27¿Por qué has huido en secreto, con engaño y sin avisarme? Yo te habría despedido con alegría y con cánticos al son de tambores y vihuelas.

28Y tú ni siquiera me has permitido besar a mis hijas y a mis nietos. Has obrado como un insensato.

29Podría ahora hacerte mal; pero el Dios de tu padre me ha dicho la noche pasada: Guárdate de hablar a Jacob, ni bien ni mal.

30Y ya que te vas porque tienes gran deseo de ver de nuevo la casa de tu padre, ¿por qué me has robado a mis dioses?".

31Jacob respondió: "Tuve miedo; pensaba que ibas a quitarme por la fuerza a tus hijas.

32¡Pero aquel en cuyo poder encuentres tus dioses, no vivirá! Delante de nuestros hermanos reconoce lo que yo tuviera tuyo y llévatelo". Jacob no sabía que los había robado Raquel.

33Labán entró en la tienda de Jacob, en la de Lía y en las de las esclavas, pero no encontró nada. Pasó luego a la de Raquel;

34pero ésta había tomado los ídolos y los había escondido debajo de la albarda del camello, sentándose encima de ellos.
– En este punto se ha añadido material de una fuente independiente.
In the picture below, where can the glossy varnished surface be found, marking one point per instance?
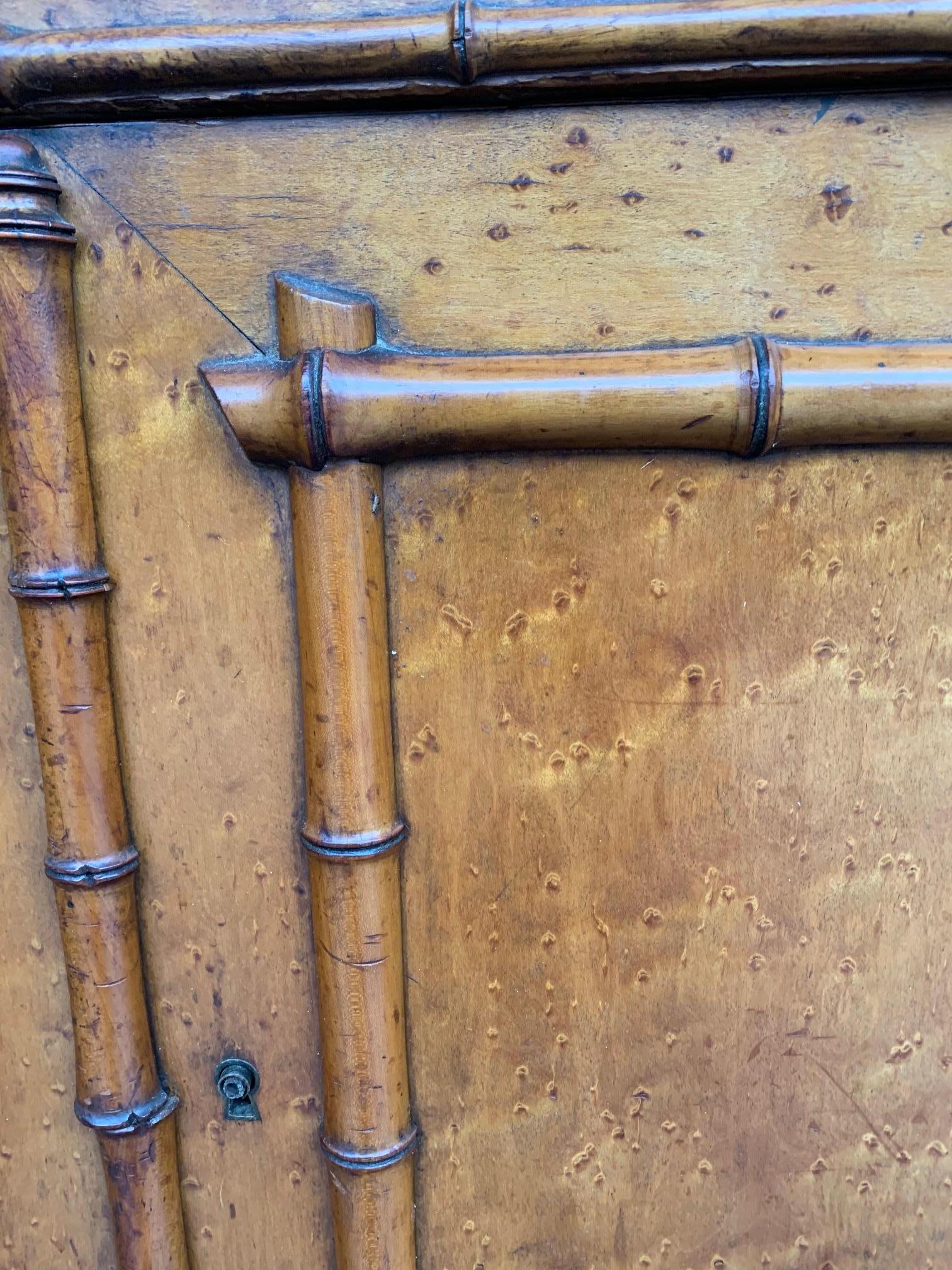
(778, 588)
(207, 702)
(673, 738)
(224, 61)
(599, 227)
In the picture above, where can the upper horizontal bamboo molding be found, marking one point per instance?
(744, 397)
(466, 50)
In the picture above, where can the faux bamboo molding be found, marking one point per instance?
(352, 827)
(60, 585)
(745, 397)
(465, 50)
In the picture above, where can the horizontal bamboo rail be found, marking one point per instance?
(60, 585)
(467, 46)
(352, 828)
(745, 397)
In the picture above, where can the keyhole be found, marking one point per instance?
(238, 1082)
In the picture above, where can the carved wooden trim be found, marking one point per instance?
(352, 827)
(466, 51)
(745, 397)
(60, 587)
(328, 408)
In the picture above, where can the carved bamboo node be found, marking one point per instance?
(370, 1161)
(353, 846)
(141, 1116)
(28, 193)
(60, 586)
(92, 873)
(745, 397)
(55, 557)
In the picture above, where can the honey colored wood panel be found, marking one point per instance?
(52, 1194)
(584, 227)
(206, 687)
(674, 745)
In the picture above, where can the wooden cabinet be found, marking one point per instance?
(479, 658)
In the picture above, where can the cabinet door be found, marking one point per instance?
(531, 658)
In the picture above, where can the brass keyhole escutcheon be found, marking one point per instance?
(238, 1082)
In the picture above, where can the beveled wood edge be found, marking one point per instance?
(460, 55)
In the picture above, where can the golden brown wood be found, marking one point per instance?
(320, 315)
(60, 583)
(198, 540)
(258, 52)
(743, 397)
(353, 831)
(863, 394)
(268, 408)
(461, 51)
(671, 31)
(687, 563)
(391, 404)
(587, 227)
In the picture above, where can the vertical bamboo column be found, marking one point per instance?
(352, 825)
(60, 585)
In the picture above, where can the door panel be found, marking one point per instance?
(671, 729)
(673, 740)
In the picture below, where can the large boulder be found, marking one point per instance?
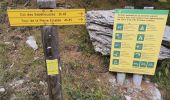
(100, 29)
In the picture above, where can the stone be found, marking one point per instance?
(121, 78)
(156, 95)
(100, 28)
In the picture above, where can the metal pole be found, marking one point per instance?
(51, 52)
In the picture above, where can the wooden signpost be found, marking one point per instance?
(46, 16)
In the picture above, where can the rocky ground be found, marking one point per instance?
(85, 74)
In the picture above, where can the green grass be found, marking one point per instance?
(162, 77)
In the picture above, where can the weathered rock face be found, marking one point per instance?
(100, 28)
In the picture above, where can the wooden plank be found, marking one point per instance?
(50, 45)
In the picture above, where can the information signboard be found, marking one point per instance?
(137, 40)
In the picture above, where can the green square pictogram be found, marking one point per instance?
(143, 64)
(140, 37)
(139, 46)
(117, 45)
(118, 36)
(116, 53)
(115, 62)
(119, 27)
(150, 64)
(136, 63)
(137, 55)
(142, 27)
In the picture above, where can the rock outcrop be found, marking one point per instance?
(100, 28)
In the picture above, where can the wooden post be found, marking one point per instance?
(51, 52)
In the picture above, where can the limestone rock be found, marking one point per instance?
(100, 29)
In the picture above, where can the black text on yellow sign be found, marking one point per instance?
(40, 17)
(52, 67)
Labán rebuscó por toda la tienda, pero no los encontró.

35Raquel le dijo: "No se enfade mi señor si no puedo levantarme ante él, pues tengo lo que es habitual en las mujeres". Así él buscó y rebuscó, pero no pudo encontrar sus ídolos.

36Entonces Jacob se acaloró contra Labán y le habló en estos términos: "¿Qué delito o qué culpa he cometido para que me persigas de este modo?
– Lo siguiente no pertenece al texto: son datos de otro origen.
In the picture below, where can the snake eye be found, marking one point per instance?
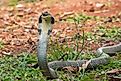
(40, 19)
(52, 20)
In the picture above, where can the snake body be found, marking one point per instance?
(48, 69)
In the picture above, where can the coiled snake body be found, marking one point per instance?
(45, 23)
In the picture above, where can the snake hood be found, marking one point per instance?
(48, 69)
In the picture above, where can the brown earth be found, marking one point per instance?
(18, 24)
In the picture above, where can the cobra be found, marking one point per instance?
(48, 69)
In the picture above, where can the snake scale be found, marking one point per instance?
(48, 69)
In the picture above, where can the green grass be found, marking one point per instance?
(1, 45)
(15, 68)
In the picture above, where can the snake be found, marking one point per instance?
(48, 69)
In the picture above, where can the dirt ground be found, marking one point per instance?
(18, 24)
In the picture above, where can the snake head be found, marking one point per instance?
(47, 17)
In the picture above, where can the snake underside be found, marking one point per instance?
(48, 69)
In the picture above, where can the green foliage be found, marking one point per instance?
(1, 45)
(14, 68)
(79, 18)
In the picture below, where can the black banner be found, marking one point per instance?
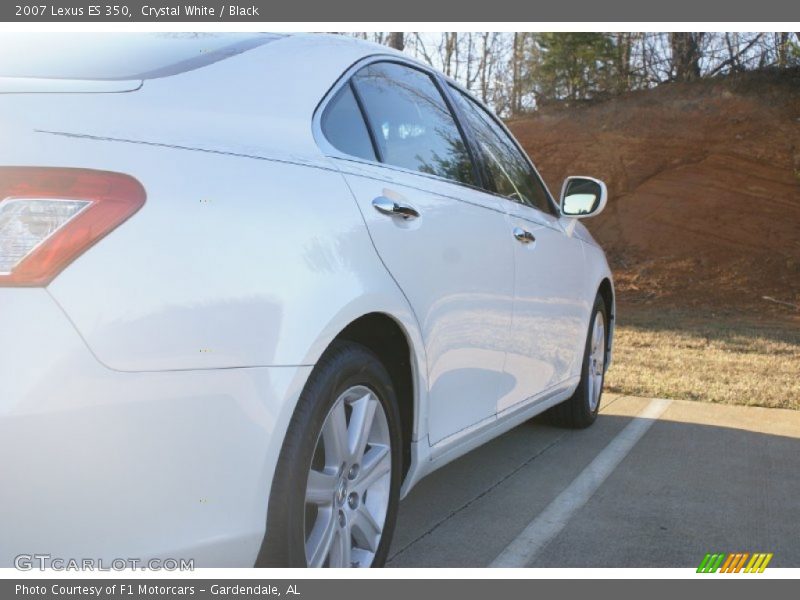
(385, 589)
(444, 11)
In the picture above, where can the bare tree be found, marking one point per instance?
(397, 40)
(686, 55)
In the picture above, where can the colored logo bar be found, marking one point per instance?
(735, 563)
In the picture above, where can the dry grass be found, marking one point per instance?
(726, 361)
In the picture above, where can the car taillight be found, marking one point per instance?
(50, 216)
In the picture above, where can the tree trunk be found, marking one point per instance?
(685, 55)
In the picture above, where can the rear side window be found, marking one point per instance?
(511, 173)
(411, 123)
(344, 126)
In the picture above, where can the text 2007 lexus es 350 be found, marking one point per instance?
(253, 288)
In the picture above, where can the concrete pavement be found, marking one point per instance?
(702, 478)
37Has registrado todos mis enseres, y ¿qué has encontrado de las cosas de tu casa? Ponlo aquí delante de nuestros hermanos y que ellos juzguen entre nosotros dos.

38He estado veinte años contigo y nunca tus ovejas ni tus cabras han abortado. Jamás he comido un carnero de tus rebaños.

39Nunca te he traído los animales desgarrados por las fieras; yo pagaba el daño de mi bolsillo; lo robado, tanto de noche como de día, tú me lo reclamabas.

40De día me consumía el calor y de noche el frío, mientras el sueño huía de mis ojos.

41Así he estado veinte años en tu casa; catorce te he servido por tus hijas y seis por tu ganado, y tú me has mudado el salario diez veces.

42Si el Dios de mi padre, el Dios de Abrahán, el Terror de Isaac, no hubiera estado conmigo, tú me habrías enviado con las manos vacías. Dios vio mi dolor y el trabajo de mis manos, y ayer por la noche sentenció".

43Labán respondió a Jacob: "Estas mujeres son mis hijas, estos muchachos mis nietos, estas ovejas mis ovejas y todo lo que ves es mío. ¿Qué podría hacer yo hoy a estas hijas mías y a los hijos que ellas han engendrado?

44Venga, hagamos un pacto entre nosotros y quede como testimonio entre los dos".

45Jacob tomó una piedra, la levantó a modo de estela

46y dijo a su gente: "Recoged piedras". Ellos recogieron piedras e hicieron un montón, y allí, sobre el montón, comieron.

47Y Labán lo llamó Yegar Sahadutá, mientras que Jacob lo llamó Galaad.

48Labán añadió: "Este montón sea hoy testimonio entre tú y yo". Por eso se le llamó Galaad

49y también Mispá, porque añadió: "Que el Señor vigile entre tú y yo cuando no nos veamos ya el uno al otro.

50Si maltratas a mis hijas o tomas otras mujeres además de ellas, aunque nadie lo vea, Dios será testigo entre nosotros dos".

51Y añadió: "Aquí están este montón de piedras y esta estela que he levantado entre los dos.

52Este montón de piedras y esta estela son testigos de que yo no los traspasaré en tu dirección ni tú en la mía para hacernos daño.

53Que el Dios de Abrahán y el Dios de Najor -el Dios de sus padres- hagan valer el derecho entre nosotros". Entonces Jacob juró por el Terror de Isaac, su padre.

54Jacob ofreció un sacrificio sobre el monte e invitó a su gente a comer; comieron y pasaron la noche en el monte.